Original post: ww1greenwichwomenatwar.org/2016/07/19/the-well-hall-estate-the-allen-family
In August 1916, Annie Allen reportedly wrote to her husband’s uncle in Bolton talking about the holiday the family were about to take at the seaside. The holiday was never taken, as about ten days later in the early hours of Friday August 25th, Annie, her husband Frederick and her daughter Gladys were dead, killed by a zeppelin.
The inquest on the victims in The Kentish Mercury describes in some detail that night of raids; it resulted in eight deaths on the outskirts of London of whom four were killed in the Allen house at 210 (now 290) Well Hall Road. The bomb exploded on contact with the roof of the house and the family were killed by the explosion itself. Their lodger, Ellen Funnell, (wrongly named as Annie Tunnell in the newspaper) was killed by the falling debris.

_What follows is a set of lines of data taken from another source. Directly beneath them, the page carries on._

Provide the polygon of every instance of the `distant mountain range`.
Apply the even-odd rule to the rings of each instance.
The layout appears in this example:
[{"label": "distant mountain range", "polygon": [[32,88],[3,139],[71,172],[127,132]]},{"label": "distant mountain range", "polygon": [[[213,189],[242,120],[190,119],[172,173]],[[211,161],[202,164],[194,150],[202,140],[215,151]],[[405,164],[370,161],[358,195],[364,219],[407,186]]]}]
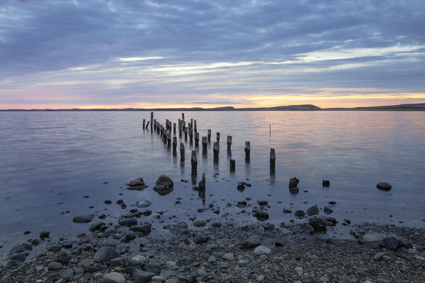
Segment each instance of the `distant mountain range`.
[{"label": "distant mountain range", "polygon": [[399,104],[384,106],[355,108],[320,108],[311,104],[289,105],[274,107],[235,108],[232,106],[215,108],[125,108],[104,109],[5,109],[1,111],[425,111],[425,103]]}]

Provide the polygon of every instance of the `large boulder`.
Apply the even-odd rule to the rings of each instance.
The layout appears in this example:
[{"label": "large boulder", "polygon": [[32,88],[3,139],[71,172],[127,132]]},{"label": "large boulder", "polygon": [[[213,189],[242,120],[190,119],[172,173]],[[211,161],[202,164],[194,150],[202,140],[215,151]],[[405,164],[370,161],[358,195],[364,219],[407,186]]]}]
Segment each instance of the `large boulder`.
[{"label": "large boulder", "polygon": [[75,223],[88,223],[93,220],[95,214],[83,214],[74,217],[72,221]]},{"label": "large boulder", "polygon": [[376,185],[376,187],[382,191],[389,191],[392,188],[392,187],[386,182],[378,183]]}]

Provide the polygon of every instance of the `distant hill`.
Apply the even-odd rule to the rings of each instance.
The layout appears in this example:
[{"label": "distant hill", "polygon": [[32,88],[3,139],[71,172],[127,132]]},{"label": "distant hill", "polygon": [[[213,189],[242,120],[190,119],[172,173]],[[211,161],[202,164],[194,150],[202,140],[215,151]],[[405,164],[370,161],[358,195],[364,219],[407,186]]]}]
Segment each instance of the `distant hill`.
[{"label": "distant hill", "polygon": [[0,111],[425,111],[425,103],[355,108],[320,108],[312,104],[288,105],[274,107],[235,108],[126,108],[106,109],[6,109]]}]

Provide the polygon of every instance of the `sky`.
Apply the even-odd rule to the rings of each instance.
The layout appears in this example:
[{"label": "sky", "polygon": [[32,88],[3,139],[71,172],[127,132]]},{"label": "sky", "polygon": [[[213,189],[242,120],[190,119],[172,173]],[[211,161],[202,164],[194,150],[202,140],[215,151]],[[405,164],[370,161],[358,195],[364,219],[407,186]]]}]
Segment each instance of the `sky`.
[{"label": "sky", "polygon": [[424,102],[423,0],[0,1],[0,109]]}]

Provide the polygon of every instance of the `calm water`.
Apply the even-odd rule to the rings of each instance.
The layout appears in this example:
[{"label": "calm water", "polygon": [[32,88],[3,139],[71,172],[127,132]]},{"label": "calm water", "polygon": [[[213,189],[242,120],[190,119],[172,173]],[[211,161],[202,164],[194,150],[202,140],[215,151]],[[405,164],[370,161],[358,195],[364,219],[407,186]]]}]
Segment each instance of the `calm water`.
[{"label": "calm water", "polygon": [[[165,123],[166,118],[176,122],[181,115],[156,112],[155,118]],[[192,189],[191,147],[185,143],[186,163],[181,166],[180,153],[173,157],[158,135],[141,129],[142,119],[149,116],[0,112],[0,245],[37,237],[41,230],[58,235],[86,231],[87,225],[72,223],[74,216],[126,213],[114,204],[119,199],[127,210],[137,199],[150,200],[149,209],[164,211],[161,219],[166,223],[196,216],[203,204]],[[257,221],[240,213],[242,209],[225,206],[249,196],[253,206],[258,199],[270,203],[269,222],[274,223],[294,219],[282,213],[284,208],[306,210],[315,204],[323,208],[332,200],[337,201],[333,216],[338,219],[425,226],[425,112],[186,112],[185,118],[197,119],[201,136],[208,128],[212,140],[216,131],[221,133],[218,165],[213,165],[212,145],[207,157],[196,149],[198,173],[207,178],[205,206],[220,206],[222,213],[230,213],[230,220]],[[227,135],[233,136],[234,174],[229,172]],[[244,162],[245,140],[251,141],[249,164]],[[274,176],[269,167],[271,147],[276,154]],[[173,192],[165,196],[153,190],[161,174],[175,181]],[[125,189],[125,183],[138,177],[149,187]],[[296,195],[288,189],[292,177],[300,179]],[[322,188],[323,179],[330,180],[329,188]],[[238,192],[241,181],[252,187]],[[377,189],[379,182],[389,182],[392,190]],[[175,204],[178,198],[182,204]],[[105,199],[113,204],[104,204]],[[70,213],[61,214],[66,211]],[[220,218],[211,211],[202,214]],[[152,216],[142,219],[159,221]],[[31,233],[23,235],[26,230]]]}]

What do we know about the family? Ann Gabbott and Frederick Thomas Allen were married in Bolton in 1903. At the time of their daughter’s baptism on 15th March 1905 the family were living in Bethnal Green where Frederick was a mechanic. Annie had been born in Bolton, Lancashire into a wire worker’s family as their sixth child. Frederick’s origins are a little harder to untangle, but he might have been born in Derbyshire although clearly spent time in Lancashire and at the time of the inquest was described by his uncle, a witness in the court, as a native of Lancashire. More research needed!
Clearly, he was an Arsenal worker and aged 37 at the time of his death. Presumably the family had moved into their Class 2 house in 1915 and Gladys had been enrolled at Gordon School. Their lodger seems to have joined them earlier in the summer, having been with them three months. This is perhaps another example of an informal arrangement of subletting. She was renting two rooms from the family according to the inquest.
Their lodger, Ellen Elizabeth Funnell, formerly Standen, had married her husband, Owen Eugene Funnell at St James, Hatcham in June 1915 at the age of 26. He was a trooper in the Second Lifeguards and it is likely that the couple had had very little time together before her death.
The family are buried at St John the Baptist church, Eltham, the gravestone being erected as a memorial by fellow Arsenal workmen and scholars of the Gordon School. Not far away is a small memorial stone for Annie Funnell.
I am grateful to Margaret Taylor, former Hon Archivist of St John the Baptist, for her help in identifying the location of the graves, solving the puzzle of the lodger’s name and providing much other interesting information.